Overview

Overview:

Across West Africa World Vision is hard at work helping children and their communities cope with the devastating effects of cyclical drought. This year more than 19 million people living in the Sub-Saharan Sahel belt faced hunger, acute malnutrition and possible starvation. Aid agencies, including World Vision, responded by launching emergency appeals and ramping up aid work focused on feeding the most vulnerable, especially children and young or expectant mothers. USD$36m was raised by World Vision globally. It provided pregnant mothers and starving children with emergency food rations, helped poor villages create kitchen gardens, re-stock empty grain banks and met the needs of refugees who fled conflict in Mali. A host of other resilience building programmes are also being funded.

During the worst of the hunger season millions of people living in Mali, Niger, Mauritania, Senegal and Chad were affected, leading to a region-wide World Vision humanitarian response targeted at some 1.1. million people. At the height of this challenge a coup and an insurgency in Mali led to tens of thousands fleeing within the country and over the border into Niger. World Vision has also been giving aid and schooling to refugees on the border.

Background to the crisis:

Millions of people live on the edge in West Africa thanks to a cocktail of problems. Climate change is leading to ever more frequent droughts pushing people who already live on the edge over it. This year’s rains have been good and there may be bumper harvests in some areas but droughts are now more frequent, occurring every couple of years. World Vision is strengthening its focus on building resilience – giving communities the tools, knowledge and support to beat the environmental challenges they face.

We are also encouraging wealthy governments not only to give more money to West Africa but to focus that money on building resilience programmes that will bring long-term lasting change. The solution is to move away from funding emergency aid to helping communities build stronger livelihoods to face down poor rains and arid conditions.

West Africa has also been destabilised by the effects of conflict. Armed groups who fled the Arab Spring uprising in Libya have moved into West Africa. In Mali, a coup overthrew the elected government and large areas of the north are now under the control of hardline rebels.

World Vision has been continuously working to meet the needs of Malians despite these challenges and has been advocating with the United Nations, NGOs and other partners to prioritise the protection of civilians, particularly children, through coordinated humanitarian efforts.

Locusts and meningitis outbreaks have also threatened populations, and the decline in food stocks and food price spikes have pushed millions to the edge.

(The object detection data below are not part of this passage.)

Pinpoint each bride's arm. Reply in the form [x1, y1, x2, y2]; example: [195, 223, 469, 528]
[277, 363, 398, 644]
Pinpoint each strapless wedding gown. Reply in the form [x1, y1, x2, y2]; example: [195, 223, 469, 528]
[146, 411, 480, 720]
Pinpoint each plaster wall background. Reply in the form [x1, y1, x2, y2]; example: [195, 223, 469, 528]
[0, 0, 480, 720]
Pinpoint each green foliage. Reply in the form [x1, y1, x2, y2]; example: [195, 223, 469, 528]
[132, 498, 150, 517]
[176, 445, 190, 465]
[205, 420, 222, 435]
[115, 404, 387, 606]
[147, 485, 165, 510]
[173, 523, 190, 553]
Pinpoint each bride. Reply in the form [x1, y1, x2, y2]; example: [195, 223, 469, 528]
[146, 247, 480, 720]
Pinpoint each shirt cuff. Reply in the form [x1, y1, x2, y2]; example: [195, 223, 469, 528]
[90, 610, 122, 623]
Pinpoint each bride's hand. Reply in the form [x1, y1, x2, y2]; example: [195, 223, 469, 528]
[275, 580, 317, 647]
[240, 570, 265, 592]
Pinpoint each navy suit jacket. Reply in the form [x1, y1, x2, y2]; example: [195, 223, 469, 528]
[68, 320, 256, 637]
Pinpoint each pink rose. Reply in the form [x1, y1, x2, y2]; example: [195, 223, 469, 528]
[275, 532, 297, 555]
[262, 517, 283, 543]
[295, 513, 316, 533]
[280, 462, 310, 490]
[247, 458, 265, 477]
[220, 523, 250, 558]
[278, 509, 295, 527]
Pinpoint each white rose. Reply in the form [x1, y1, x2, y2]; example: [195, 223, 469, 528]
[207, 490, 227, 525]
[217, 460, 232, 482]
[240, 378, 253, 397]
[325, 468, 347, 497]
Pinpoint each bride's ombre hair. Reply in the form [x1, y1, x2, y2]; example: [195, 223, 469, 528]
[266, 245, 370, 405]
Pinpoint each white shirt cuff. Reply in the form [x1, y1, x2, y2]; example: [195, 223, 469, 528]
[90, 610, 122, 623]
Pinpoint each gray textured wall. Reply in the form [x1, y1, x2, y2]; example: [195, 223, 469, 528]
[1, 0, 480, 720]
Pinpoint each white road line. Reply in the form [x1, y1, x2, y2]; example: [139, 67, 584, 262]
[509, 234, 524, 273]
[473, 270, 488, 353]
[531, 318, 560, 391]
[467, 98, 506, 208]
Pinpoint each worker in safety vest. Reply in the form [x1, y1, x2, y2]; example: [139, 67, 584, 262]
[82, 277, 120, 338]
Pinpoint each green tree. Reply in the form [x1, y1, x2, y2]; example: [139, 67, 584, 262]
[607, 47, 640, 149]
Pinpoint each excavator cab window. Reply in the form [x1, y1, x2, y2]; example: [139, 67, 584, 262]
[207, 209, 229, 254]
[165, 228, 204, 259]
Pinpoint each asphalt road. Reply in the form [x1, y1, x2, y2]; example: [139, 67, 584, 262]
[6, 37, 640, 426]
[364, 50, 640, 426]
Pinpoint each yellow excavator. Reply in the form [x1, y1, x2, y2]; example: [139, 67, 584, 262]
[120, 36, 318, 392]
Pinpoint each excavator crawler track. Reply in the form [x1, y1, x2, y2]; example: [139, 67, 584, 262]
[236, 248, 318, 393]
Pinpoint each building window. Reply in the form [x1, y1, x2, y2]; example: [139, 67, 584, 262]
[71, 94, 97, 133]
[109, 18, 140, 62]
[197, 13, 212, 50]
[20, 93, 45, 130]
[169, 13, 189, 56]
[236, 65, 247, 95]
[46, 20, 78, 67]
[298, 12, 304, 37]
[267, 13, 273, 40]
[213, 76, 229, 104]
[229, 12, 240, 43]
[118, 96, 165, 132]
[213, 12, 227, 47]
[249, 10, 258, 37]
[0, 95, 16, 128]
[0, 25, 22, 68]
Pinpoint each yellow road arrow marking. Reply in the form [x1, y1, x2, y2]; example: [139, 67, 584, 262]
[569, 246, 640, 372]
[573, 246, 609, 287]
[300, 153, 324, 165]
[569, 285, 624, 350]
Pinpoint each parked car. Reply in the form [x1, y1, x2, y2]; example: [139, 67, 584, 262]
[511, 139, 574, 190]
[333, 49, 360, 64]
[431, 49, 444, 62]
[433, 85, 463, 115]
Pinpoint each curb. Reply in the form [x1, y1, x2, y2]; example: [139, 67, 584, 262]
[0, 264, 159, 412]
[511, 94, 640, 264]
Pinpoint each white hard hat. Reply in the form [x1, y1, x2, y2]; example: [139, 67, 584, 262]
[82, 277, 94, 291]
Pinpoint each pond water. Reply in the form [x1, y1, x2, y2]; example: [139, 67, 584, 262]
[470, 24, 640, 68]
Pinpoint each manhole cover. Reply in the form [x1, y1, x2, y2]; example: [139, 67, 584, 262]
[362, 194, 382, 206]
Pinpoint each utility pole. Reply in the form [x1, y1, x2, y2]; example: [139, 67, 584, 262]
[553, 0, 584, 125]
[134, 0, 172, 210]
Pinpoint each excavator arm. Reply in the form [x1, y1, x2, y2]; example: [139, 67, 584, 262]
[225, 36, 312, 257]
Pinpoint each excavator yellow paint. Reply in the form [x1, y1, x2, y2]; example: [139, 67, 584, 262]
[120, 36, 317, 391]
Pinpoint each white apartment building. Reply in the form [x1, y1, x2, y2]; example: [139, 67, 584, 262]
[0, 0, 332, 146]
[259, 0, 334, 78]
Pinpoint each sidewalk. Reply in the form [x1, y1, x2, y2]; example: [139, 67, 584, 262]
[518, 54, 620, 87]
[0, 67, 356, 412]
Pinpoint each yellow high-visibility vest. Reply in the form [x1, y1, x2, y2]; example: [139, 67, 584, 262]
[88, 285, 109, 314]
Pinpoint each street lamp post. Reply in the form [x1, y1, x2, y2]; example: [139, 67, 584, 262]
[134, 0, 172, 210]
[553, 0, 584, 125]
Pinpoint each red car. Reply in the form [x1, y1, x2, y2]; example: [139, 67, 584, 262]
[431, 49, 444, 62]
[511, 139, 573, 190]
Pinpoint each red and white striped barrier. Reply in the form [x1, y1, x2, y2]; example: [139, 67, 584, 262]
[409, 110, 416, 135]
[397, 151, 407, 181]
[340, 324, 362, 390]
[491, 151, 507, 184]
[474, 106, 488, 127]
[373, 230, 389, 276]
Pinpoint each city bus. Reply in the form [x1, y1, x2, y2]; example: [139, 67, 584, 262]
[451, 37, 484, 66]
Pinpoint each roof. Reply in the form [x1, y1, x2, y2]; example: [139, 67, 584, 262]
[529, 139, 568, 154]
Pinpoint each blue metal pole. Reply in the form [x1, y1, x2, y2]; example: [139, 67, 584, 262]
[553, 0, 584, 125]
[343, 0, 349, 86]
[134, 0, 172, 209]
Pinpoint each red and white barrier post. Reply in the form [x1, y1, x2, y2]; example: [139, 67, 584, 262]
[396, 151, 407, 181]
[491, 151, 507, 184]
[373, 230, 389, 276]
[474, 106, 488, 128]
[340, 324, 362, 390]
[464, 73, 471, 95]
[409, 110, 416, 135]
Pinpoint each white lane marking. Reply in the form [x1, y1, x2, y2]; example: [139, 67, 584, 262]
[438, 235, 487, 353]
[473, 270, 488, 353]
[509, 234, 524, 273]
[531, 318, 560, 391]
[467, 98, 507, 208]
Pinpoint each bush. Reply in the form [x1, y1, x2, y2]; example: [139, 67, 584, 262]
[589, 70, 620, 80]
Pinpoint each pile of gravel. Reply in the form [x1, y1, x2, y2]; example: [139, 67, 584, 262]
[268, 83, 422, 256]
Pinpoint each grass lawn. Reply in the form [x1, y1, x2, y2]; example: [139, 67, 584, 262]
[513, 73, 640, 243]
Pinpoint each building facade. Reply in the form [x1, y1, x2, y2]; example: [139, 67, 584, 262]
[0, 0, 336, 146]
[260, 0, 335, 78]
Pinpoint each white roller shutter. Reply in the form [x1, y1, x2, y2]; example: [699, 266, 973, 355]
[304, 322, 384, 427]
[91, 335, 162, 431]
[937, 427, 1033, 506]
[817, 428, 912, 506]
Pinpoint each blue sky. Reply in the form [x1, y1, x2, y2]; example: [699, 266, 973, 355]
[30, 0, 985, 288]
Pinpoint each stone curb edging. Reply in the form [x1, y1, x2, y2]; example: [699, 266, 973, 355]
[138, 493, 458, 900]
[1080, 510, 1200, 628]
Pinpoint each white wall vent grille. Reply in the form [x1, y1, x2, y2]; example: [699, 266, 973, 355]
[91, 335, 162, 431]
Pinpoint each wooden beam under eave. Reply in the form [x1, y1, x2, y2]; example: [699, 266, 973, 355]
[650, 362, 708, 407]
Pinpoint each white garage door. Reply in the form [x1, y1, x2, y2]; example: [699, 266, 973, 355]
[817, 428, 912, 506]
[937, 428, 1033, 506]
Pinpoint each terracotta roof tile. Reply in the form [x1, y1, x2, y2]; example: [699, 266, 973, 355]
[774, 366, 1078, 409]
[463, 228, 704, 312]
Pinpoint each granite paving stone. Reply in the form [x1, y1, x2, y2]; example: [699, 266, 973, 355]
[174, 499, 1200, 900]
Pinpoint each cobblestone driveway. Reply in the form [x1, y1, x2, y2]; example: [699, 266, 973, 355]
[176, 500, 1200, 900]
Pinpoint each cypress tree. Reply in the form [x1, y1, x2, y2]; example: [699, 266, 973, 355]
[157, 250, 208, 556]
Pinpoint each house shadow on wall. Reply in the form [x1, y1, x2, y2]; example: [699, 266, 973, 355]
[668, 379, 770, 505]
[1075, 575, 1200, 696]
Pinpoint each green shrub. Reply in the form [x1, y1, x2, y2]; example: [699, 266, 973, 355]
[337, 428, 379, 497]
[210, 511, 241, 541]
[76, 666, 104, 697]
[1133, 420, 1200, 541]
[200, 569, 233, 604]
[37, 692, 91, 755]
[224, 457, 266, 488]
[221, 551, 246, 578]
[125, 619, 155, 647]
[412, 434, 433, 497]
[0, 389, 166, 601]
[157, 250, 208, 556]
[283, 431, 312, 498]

In 2012, World Vision worked with Save the Children to better understand the dynamics behind the situation in West Africa producing the ‘Ending the Everyday Emergency’ Report. This report is designed to inform World Vision’s future programme design and help governments better understand what is keeping millions in poverty. It recommends actions that promote resiliency among the most vulnerable, such as reducing child malnutrition, harnessing small-scale agriculture, investing in social safety nets and services, and bringing governments, development agencies and others together to work much more collaboratively on plans to tackle the root causes of the food crisis.